Member of the National Council of Switzerland
- In office 24 October 2011 – 28 November 2013
- Constituency: Geneva

Personal details
- Born: 25 April 1959 (age 66) Moutier, Bern
- Party: Geneva Citizens' Movement
- Other political affiliations: Christian Democratic People's Party (until 2009) Union of Christian and Centre Democrats
- Profession: Lawyer
- Website: poggia.blog.tdg.ch

= Mauro Poggia =

Swiss-Italian politician (born 1959)

Mauro Poggia (born 25 April 1959 in Moutier) is a Swiss-Italian politician. He is a member of the Geneva Citizens' Movement (MCG) and has been a member of the Council of State of Geneva since 2013. Previously, he served in the National Council from the October 2011 election until 2013.

== Biography ==
Formerly a member of the Christian Democratic People's Party (CVP), Poggia left to join the MCG in 2009. He was elected to the Grand Council of Geneva at the 2009 election. He was elected as the MCG's sole member of the National Council at the 2011 election, representing Geneva.

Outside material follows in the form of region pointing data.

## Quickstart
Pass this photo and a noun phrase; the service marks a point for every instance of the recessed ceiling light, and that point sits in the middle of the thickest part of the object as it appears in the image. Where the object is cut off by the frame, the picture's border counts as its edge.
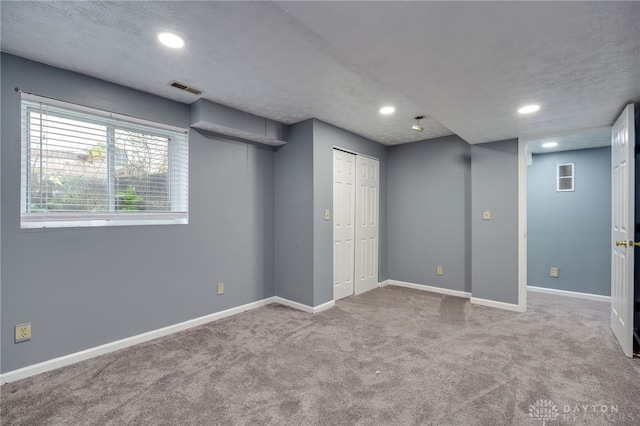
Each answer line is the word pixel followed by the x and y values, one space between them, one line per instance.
pixel 171 40
pixel 529 109
pixel 417 127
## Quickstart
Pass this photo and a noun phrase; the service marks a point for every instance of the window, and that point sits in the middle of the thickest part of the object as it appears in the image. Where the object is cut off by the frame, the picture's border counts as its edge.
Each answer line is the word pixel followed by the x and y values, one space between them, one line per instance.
pixel 85 167
pixel 565 177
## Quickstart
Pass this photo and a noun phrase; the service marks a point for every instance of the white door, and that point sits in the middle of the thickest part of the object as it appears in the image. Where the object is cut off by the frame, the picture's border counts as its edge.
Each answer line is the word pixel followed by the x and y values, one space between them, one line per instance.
pixel 344 190
pixel 623 225
pixel 367 202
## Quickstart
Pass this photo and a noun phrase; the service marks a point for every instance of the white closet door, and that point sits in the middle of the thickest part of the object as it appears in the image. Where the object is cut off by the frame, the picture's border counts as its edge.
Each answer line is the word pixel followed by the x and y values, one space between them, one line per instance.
pixel 623 227
pixel 344 190
pixel 367 208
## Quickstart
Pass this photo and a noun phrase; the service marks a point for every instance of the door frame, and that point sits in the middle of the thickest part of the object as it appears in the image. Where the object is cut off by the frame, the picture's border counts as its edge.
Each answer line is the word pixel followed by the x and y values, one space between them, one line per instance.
pixel 350 151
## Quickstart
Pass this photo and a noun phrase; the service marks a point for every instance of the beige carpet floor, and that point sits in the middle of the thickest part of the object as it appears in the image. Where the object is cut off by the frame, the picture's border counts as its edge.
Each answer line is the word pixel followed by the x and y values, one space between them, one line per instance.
pixel 392 356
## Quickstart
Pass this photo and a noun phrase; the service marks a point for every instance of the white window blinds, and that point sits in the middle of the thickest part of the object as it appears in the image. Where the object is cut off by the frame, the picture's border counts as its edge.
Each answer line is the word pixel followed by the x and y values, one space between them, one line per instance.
pixel 84 167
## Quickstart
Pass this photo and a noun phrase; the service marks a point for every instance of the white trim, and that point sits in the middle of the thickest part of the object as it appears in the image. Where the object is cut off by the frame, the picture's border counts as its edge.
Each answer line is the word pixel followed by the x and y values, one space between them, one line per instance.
pixel 73 358
pixel 423 287
pixel 577 294
pixel 305 308
pixel 522 225
pixel 496 304
pixel 101 112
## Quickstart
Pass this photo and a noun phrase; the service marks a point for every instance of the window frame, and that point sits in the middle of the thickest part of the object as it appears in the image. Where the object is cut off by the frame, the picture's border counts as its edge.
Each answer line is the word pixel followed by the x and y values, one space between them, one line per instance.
pixel 177 169
pixel 570 177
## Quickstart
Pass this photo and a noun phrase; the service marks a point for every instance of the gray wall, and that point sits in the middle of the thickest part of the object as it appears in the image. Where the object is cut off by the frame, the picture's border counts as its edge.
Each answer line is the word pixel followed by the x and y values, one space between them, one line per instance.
pixel 429 213
pixel 325 137
pixel 494 243
pixel 304 189
pixel 294 215
pixel 570 230
pixel 84 287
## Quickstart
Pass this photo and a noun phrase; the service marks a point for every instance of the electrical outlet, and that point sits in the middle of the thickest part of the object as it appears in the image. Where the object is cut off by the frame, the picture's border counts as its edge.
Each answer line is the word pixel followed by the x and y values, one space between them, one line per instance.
pixel 23 332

He ran for the Senate of Italy in the 2008 election for the Union of Christian and Centre Democrats, seeking to represent Italians abroad.

He is a convert to Islam, the religion of his wife.

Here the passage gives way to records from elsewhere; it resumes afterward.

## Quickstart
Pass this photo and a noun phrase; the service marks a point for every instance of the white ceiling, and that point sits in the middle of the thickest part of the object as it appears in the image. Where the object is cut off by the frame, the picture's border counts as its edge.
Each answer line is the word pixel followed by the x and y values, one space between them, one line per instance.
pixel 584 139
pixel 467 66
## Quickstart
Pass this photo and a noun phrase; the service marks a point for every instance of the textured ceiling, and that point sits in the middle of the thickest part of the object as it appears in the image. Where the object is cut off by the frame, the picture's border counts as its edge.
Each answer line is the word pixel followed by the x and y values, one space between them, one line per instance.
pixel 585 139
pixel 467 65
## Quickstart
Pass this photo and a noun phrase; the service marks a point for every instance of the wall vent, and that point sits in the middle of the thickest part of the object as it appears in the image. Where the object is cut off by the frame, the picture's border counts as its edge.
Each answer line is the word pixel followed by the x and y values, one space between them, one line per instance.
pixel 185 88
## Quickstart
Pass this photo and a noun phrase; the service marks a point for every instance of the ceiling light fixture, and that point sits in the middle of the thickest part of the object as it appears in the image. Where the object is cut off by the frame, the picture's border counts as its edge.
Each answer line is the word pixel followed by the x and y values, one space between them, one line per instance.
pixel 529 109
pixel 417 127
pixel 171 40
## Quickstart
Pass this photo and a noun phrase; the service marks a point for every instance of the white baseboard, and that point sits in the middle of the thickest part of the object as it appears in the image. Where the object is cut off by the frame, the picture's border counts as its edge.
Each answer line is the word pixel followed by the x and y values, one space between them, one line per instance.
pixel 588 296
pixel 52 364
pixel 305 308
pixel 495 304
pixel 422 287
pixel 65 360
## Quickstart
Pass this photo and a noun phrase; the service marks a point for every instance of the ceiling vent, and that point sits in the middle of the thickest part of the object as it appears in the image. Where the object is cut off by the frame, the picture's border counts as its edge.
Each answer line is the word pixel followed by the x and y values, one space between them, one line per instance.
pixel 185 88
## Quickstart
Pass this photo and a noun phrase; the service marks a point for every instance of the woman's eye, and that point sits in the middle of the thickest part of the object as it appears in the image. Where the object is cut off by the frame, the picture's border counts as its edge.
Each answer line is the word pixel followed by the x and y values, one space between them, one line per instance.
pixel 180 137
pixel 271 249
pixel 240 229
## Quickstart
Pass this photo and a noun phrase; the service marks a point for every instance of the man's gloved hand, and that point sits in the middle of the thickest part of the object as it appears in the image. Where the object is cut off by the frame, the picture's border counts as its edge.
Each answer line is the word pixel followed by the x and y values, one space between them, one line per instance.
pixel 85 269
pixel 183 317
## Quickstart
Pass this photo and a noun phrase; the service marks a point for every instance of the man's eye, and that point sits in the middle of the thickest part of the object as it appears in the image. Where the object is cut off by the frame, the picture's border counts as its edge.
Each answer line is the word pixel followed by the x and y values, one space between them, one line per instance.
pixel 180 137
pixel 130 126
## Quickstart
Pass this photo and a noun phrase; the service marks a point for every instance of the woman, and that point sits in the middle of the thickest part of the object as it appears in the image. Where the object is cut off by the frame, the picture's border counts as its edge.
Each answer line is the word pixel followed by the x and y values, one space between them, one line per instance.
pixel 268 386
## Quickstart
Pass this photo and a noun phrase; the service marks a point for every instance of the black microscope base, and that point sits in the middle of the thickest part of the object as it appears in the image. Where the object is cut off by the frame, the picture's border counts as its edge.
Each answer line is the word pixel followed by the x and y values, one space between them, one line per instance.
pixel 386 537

On 12 February 2026, Poggia made public comments regarding the recently erected Eruv in the city of Zurich, criticising the municipality for allowing its installation. He reproached the city’s left-wing majority for supporting such a measure, which he considers to run counter to coexistence and integration. His remarks were criticised by members of Jewish communities across Switzerland.